FILRT declares stable Q3 dividend

Filinvest REIT [FILRT 3.08 unch; 27% avgVol] [link] declared a Q3/24 dividend of P0.062/share, payable on December 6 to shareholders of record as of November 20. The dividend has an annualized yield of 8.05% based on the previous closing price. The total amount of the dividend is P303 million, which is 104% of the P293 million in distributable income that FILRT reported for the quarter. Relative to FILRT's IPO price, the dividend increased FILRT's total stock and dividend return to -39.36%, up from its pre-dividend total return of -40.24%. The Gotianun Family’s REIT company said in an associated press release that FILRT’s 9-month revenue figure of P2.1 billion is down 7% “due to a temporary drop in occupancy in the first quarter brought about by the rightsizing of some tenants because of the hybrid work alternative.” 
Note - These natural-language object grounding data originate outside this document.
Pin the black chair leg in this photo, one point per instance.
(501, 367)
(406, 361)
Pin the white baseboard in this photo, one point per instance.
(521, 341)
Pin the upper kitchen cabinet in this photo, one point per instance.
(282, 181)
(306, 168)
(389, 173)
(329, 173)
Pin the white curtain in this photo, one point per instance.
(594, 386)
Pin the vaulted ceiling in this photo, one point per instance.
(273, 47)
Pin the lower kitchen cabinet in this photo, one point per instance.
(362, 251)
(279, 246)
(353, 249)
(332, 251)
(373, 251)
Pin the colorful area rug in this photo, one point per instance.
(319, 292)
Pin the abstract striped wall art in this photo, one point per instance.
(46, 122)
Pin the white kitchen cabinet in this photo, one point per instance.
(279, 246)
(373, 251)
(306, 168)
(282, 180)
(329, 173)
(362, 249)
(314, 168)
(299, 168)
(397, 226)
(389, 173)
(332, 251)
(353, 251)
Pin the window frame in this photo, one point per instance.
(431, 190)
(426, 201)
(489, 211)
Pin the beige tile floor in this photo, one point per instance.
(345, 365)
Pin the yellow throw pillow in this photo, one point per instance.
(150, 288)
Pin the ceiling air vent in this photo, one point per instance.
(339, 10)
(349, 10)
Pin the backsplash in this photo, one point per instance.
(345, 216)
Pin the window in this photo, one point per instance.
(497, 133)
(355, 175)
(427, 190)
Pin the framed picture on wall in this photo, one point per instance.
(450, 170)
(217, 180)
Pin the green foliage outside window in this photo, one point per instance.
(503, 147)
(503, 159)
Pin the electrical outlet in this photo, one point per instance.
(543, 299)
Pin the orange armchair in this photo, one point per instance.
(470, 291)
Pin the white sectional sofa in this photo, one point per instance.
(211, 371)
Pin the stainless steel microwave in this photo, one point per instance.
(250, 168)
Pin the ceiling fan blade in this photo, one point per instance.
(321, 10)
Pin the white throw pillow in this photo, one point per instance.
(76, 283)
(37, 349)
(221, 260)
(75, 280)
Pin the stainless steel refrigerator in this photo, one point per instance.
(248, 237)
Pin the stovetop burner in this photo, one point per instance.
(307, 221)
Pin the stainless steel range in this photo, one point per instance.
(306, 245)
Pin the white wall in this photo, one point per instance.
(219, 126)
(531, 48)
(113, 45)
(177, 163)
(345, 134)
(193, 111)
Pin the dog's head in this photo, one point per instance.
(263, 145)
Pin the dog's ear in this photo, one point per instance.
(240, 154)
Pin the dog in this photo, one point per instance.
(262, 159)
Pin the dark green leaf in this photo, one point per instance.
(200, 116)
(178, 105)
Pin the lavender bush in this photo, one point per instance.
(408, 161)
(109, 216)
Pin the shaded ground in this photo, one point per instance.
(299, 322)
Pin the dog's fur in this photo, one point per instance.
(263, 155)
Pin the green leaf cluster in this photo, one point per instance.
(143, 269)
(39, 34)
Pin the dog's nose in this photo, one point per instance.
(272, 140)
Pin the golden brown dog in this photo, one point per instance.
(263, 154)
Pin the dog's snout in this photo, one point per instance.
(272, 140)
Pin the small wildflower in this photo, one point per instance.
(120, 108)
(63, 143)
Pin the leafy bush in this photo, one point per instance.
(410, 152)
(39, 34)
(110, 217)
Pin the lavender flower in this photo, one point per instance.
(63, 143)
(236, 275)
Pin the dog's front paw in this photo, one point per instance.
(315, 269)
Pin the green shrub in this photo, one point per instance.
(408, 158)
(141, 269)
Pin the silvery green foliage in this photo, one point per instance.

MB bottom-line: I have to give credit where credit is due, at least the management team has stopped hiding the the problems and is openly discussing how they’re trying to fix it. That’s more than FILRT shareholders have had in a long time. Not only that, but this is the longest period of dividend stability since the four-quarter run from Q4/22 to Q3/23 at P0.071/share. FILRT’s occupancy increased marginally to 83%. It’s still far below the top-tier REIT average of 96%, but at least the management team has spoken the problem out loud and appears to be making some headway in addressing it. Glass half-full analysis is that they have a ton of vacant inventory giving lots of room for organic growth of the dividend. Glass half-empty analysis is that they need to grow their tenant base during a very difficult time for commercial leasing. Perhaps it’s time for the Gotianun Family to consider injecting non-commercial assets to further diversify the mix and give the stock some momentum.